Dzieło to przynależy do sfery jogi. Jego podstawowym zadaniem jest wzmacnianie i równoważenie siły fizycznej, mentalnej, emocjonalnej i psychicznej, co szczególnie poprawnie wpływa na system nerwowy. Autor wykłada jasno i zwięźle znaczące metody joginów i ich ulubione ćwiczenia, które może wykonywać każdy, równocześnie nowicjusz, jak i innowacyjny adept.
Posługuje się przy tym terminami utartymi na Zachodzie, unikając nazw sanskryckich, by ułatwić czytelnikowi ich zrozumienie. Życie uzależnione jest kompletnie od aktu oddychania, stanowiącego najważniejszą ze wszystkich czynności ciała.
Świadome władanie procesem oddychania przedłuża nasze dni na ziemi, potęgując nasze siły życiowe i oporność, oddychanie niepełne i niedbałe je skraca, czyniąc człowieka podatnym na choroby. Poprawne oddychania oddziałuje też na sferę umysłową człowieka, poziom jego energii, uwalnianie niepożądanych, czyli negatywnych emocji, co z kolei ma ogromny wpływ na rozwój duchowy człowieka.
Człowiek pierwotny oddycha prawidłowo. Jeżeli oddaje się cywilizowanemu trybowi życia przejmuje szkodliwe nawyki chodzenia, stania i siedzenia, pozbawiające go naturalnego oddychania, którym obdarzyła go przyroda.
Stąd jedynie garstka ludzi w wysoko rozwiniętych społecznościach oddycha poprawnie. Liczba prany kompletnie uzależniona jest od właściwego oddychania. Pranę natomiast możemy zbierać i pożytkować z korzyścią dla samych siebie i innych.
Przy jej pomocy możemy np. Sprawnie leczyć, na dodatek na odległość, czy pożytkować do bardzo wielu innych celów. Cytaty z książki: Na Zachodzie przyzwyczajono się wyobrażać sobie szczególnie powierzchownie, kim są,,jogini", jaka jest ich filozofia i wpływ.
Podróżnicy przybyli z Indii opowiadają różne historie o hordach fakirów, żebraków i przeróżnych sztukmistrzów zagradzających drogi w Indiach i nazywających siebie bezwstydnie,,joginami". Wszyscy ci ludzie istnieją, to prawda, ale nazywać ich "joginami" to obelga dla prawdziwego jogina, jednakowo, jak niedorzeczne jest dla zasłużonego chirurga słuchać, iż lekarzem nazywają cyrulika albo,,profesorem" ulicznego sprzedawcę znachorskich środków.
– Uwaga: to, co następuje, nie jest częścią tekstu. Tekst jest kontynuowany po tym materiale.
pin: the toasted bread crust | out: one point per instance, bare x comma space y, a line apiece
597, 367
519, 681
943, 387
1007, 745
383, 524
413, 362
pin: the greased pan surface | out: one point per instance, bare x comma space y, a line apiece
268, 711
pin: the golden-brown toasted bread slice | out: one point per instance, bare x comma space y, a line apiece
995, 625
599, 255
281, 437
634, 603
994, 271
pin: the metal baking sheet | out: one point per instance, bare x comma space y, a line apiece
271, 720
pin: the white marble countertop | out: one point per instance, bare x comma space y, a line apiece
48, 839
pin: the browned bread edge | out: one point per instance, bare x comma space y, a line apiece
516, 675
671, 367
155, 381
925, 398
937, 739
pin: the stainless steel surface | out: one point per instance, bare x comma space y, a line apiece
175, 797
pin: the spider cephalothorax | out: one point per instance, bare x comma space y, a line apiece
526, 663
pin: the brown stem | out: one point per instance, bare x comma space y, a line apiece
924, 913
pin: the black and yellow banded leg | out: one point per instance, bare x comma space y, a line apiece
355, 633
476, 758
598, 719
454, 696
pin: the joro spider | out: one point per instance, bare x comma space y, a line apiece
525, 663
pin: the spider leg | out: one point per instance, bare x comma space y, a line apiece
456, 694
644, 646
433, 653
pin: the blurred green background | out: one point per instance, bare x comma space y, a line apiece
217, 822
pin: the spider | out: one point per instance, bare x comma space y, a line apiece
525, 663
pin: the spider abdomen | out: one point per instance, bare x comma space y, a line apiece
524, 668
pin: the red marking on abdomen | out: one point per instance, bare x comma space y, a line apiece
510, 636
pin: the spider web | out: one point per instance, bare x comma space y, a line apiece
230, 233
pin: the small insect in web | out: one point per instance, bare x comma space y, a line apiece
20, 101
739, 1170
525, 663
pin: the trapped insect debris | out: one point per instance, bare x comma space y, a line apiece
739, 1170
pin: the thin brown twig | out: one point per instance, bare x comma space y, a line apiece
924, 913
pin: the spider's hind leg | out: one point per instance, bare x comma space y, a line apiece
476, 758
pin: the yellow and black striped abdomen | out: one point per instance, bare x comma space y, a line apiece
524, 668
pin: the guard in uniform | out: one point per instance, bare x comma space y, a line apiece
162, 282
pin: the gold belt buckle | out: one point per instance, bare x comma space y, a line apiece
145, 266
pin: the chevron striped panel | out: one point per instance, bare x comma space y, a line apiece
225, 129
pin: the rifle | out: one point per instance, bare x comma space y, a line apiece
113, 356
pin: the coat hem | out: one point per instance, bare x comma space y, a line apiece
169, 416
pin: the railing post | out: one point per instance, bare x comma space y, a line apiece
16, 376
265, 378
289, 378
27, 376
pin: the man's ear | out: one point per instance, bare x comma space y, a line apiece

W Indiach, tak jak i w innych wschodnich krajach, żyli dawniej ludzie, którzy poświęcali czas i siły ucząc się metod rozwoju sił człowieka: fizycznych, umysłowych i duchowych. Doświadczenia pierwszych pokoleń tych poszukiwaczy przekazywali przed wiekami nauczyciele uczniom: stopniowo tworzono naukę zwaną,,jogą", a osobom poszukującym prawdy nadano imię,,jogina,, - od sanskryckiego słowa,,jug" - co znaczy,,bratać".,,Joga" dzieli się na kilka rozdziałów, zaczynając od nauczania o władaniu ciałem, aż do nauk o sposobach osiągnięcia wyższego rozwoju duchowego.
Nie będziemy mówili tutaj o nowoczesnych przypadkach, chyba iż będzie to potrzebne. Nauka o Oddychaniu zbliża się szczególnie niejednokrotnie do sfery,,jogi" i chociaż pierwszym jej zadaniem jest rozwój w człowieku sił fizycznych, niektóre atrybuty tego systemu pomagają także duchowemu rozwojowi.